Two main factors limit the length of time during which a single administration of siRNA can prevent the development of ALI: the nuclease resistance of siRNA and the lifetime of target cells in the lungs. Since siRNA is fully protected by 2′F or 2′OMe modifications, as well as PS at the ends of the duplex, it can be expected that its nuclease resistance will allow it to cause silencing within several months, as has been documented for a drug with similar modifications in the liver [32,47]. However, the second factor more strongly limits the duration of action of Ch-siIL6.1PS in the lungs after local application. The primary target of siRNA is resident alveolar macrophages, which, in response to LPS, attract macrophages and monocytes from the bloodstream into the lung tissue. Alveolar macrophages reside in the lungs for 1–7 weeks [48]. Therefore, we should not expect the effect of one instillation of Ch-siIL6.1PS to last more than a month. This purely theoretical assessment requires a more detailed experimental evaluation.

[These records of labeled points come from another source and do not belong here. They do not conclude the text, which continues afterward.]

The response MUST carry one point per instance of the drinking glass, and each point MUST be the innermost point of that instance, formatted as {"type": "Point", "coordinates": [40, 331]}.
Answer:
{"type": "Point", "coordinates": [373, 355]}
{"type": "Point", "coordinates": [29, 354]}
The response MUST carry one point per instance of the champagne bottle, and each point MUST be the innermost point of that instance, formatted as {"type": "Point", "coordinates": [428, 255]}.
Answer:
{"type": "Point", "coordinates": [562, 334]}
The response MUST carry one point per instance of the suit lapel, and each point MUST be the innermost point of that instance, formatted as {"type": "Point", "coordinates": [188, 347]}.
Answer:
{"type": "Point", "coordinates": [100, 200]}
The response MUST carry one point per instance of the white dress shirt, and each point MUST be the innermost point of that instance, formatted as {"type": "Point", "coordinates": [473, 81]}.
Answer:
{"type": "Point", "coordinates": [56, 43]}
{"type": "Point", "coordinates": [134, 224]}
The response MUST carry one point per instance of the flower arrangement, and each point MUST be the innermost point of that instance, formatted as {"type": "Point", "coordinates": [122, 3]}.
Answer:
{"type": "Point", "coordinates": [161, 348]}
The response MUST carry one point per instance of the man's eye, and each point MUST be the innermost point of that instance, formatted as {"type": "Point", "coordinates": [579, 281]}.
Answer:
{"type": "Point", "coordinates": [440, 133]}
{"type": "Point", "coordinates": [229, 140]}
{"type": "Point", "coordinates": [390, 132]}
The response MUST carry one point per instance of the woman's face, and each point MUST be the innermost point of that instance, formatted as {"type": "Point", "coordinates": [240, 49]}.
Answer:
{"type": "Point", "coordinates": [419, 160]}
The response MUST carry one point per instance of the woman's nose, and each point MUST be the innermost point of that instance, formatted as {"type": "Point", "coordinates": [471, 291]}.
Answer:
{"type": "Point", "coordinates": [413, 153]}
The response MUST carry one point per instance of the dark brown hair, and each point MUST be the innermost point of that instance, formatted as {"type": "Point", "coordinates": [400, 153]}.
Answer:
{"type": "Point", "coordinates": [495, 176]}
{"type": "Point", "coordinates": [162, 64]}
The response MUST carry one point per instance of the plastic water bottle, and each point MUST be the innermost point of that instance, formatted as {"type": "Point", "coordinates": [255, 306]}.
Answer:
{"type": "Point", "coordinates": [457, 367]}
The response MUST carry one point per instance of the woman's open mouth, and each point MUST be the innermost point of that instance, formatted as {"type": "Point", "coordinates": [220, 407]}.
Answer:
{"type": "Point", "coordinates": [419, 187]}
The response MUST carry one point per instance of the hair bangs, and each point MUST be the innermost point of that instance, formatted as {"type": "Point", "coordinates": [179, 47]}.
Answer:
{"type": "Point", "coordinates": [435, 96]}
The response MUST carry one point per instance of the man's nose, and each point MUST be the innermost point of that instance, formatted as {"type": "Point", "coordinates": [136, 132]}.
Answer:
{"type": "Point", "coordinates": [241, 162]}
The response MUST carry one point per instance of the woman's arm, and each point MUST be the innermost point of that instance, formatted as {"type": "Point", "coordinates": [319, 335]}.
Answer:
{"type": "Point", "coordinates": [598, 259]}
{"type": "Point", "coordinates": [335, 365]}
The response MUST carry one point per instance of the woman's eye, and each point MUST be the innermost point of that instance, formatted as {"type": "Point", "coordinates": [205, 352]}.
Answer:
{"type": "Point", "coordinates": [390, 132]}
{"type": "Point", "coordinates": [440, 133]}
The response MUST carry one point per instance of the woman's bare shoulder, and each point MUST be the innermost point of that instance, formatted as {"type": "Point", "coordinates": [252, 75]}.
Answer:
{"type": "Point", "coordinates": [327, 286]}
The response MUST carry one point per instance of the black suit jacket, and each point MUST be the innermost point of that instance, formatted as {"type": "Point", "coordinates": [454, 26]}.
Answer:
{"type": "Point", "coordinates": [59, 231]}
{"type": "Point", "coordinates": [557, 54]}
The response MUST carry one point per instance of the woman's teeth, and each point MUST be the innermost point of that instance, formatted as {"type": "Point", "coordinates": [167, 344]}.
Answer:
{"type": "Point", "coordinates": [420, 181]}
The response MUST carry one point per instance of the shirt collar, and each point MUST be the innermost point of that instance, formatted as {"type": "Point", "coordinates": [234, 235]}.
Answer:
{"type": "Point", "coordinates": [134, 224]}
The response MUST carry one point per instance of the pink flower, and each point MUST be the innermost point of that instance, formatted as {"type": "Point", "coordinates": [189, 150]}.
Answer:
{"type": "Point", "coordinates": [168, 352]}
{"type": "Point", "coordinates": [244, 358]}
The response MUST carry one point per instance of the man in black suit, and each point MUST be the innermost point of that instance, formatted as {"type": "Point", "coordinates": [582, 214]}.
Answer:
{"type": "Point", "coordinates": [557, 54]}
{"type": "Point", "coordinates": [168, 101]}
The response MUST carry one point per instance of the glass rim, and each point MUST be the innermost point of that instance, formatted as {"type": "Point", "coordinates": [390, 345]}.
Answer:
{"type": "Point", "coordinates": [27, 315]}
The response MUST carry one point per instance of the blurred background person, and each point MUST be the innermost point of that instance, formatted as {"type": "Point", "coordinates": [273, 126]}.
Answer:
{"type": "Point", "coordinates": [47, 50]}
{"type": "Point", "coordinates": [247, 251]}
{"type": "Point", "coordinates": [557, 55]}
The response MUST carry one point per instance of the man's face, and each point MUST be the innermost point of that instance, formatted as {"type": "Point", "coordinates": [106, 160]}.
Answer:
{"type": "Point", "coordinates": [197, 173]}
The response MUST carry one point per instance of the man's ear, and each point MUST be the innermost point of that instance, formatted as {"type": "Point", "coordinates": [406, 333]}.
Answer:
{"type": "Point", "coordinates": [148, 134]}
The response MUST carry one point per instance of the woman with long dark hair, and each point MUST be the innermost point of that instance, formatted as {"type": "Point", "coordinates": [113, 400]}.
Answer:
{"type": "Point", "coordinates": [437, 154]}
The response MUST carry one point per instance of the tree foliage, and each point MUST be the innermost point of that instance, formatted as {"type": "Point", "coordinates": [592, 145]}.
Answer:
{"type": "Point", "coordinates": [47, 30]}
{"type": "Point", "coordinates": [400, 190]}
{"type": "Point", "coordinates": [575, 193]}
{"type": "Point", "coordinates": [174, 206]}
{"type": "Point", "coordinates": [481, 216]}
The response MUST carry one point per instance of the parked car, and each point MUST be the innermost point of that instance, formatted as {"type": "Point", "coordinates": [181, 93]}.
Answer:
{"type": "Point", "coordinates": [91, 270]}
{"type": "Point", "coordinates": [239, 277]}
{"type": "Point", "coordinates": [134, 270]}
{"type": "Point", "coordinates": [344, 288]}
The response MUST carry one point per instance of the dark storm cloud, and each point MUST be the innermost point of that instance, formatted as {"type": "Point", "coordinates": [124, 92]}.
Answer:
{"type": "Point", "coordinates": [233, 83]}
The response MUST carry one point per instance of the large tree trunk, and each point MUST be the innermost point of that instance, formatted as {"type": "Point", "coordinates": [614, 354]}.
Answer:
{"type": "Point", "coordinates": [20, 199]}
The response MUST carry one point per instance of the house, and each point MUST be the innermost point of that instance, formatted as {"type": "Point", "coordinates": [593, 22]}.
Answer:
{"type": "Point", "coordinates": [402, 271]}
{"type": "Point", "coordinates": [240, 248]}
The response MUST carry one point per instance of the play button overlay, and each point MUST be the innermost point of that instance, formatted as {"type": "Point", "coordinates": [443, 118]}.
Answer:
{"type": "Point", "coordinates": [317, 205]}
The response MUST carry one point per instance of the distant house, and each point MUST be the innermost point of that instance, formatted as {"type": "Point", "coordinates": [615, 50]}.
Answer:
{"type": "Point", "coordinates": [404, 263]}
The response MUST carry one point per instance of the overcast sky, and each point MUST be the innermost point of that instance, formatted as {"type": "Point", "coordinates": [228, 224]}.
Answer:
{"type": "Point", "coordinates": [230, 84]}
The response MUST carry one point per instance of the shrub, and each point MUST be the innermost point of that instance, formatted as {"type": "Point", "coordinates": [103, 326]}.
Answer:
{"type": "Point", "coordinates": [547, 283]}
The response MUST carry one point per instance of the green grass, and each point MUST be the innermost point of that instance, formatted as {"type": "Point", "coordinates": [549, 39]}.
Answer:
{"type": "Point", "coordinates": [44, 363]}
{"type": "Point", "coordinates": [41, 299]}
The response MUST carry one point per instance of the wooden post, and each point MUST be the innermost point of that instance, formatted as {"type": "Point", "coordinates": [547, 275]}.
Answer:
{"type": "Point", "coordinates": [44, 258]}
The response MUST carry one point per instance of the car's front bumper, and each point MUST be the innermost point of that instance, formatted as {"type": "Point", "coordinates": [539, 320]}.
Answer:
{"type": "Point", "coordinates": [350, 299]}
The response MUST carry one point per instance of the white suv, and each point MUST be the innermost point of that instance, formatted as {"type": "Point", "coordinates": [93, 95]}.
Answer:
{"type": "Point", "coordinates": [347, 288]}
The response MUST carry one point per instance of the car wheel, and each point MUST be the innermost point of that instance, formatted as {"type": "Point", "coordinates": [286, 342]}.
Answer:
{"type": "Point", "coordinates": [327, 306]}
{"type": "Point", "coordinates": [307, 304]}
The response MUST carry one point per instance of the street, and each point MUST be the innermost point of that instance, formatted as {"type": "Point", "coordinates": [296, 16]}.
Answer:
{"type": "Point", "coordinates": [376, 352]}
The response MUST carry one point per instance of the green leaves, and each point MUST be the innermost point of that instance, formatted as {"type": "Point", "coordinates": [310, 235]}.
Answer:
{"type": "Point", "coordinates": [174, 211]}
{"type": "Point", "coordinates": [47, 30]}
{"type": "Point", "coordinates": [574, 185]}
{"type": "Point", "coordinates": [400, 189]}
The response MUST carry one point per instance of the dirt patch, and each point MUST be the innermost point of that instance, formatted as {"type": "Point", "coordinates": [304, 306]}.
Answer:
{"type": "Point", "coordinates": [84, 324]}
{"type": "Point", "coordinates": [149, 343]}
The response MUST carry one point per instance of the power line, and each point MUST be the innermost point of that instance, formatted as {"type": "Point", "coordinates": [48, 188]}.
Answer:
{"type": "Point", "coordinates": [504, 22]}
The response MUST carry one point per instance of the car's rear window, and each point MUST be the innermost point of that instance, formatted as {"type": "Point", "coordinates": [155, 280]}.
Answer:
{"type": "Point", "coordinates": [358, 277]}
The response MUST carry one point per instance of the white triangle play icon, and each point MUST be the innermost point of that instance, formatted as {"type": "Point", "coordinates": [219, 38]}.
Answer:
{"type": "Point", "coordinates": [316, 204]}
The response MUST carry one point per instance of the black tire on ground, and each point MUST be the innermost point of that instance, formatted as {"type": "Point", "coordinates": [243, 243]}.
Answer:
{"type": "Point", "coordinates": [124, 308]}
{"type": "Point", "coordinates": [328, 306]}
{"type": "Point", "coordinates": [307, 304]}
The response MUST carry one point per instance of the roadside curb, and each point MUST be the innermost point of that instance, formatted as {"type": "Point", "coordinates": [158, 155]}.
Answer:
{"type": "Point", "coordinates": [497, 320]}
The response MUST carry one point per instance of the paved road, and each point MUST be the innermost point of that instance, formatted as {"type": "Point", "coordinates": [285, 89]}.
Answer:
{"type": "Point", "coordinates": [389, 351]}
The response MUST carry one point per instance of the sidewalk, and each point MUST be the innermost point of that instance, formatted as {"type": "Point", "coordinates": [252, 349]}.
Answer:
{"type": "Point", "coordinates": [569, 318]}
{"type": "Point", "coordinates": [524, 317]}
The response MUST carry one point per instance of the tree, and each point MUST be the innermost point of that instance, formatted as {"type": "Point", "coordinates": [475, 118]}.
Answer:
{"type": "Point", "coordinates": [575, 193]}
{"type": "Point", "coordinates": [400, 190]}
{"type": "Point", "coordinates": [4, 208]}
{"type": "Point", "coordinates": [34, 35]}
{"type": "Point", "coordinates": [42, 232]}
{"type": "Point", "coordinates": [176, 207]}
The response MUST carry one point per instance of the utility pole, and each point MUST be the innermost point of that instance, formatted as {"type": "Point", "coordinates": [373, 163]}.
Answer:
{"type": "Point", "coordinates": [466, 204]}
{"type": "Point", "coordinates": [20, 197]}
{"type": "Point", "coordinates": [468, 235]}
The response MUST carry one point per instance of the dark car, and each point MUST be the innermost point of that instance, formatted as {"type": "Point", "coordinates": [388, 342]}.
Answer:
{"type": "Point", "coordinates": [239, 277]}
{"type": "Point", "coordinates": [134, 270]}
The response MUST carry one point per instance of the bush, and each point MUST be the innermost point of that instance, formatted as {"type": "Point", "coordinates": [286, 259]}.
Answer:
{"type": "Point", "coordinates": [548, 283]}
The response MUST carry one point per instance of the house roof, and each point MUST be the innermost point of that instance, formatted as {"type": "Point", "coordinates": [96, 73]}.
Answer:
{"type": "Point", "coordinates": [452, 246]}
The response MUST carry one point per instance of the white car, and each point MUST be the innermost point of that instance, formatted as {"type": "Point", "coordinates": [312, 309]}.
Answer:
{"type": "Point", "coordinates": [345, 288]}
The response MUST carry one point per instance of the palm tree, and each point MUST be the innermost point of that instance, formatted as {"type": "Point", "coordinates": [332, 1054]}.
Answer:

Thus, the cholesterol-conjugated anti-Il6 siRNA showed its high potential for preventing the development of ALI. The findings indicate that IL6 inhibition is a productive strategy to combat inflammatory diseases. It can be assumed that such a strategy could be applied to the treatment of inflammation-associated diseases beyond the lungs, including inflammatory bowel disease [49], hepatic cirrhosis [50], sepsis [51], rheumatoid arthritis [52], psoriasis [53], and others. Moreover, further structural and chemical engineering of the anti-Il6 siRNA and fine-tuning of the delivery systems may expand the scope of its application.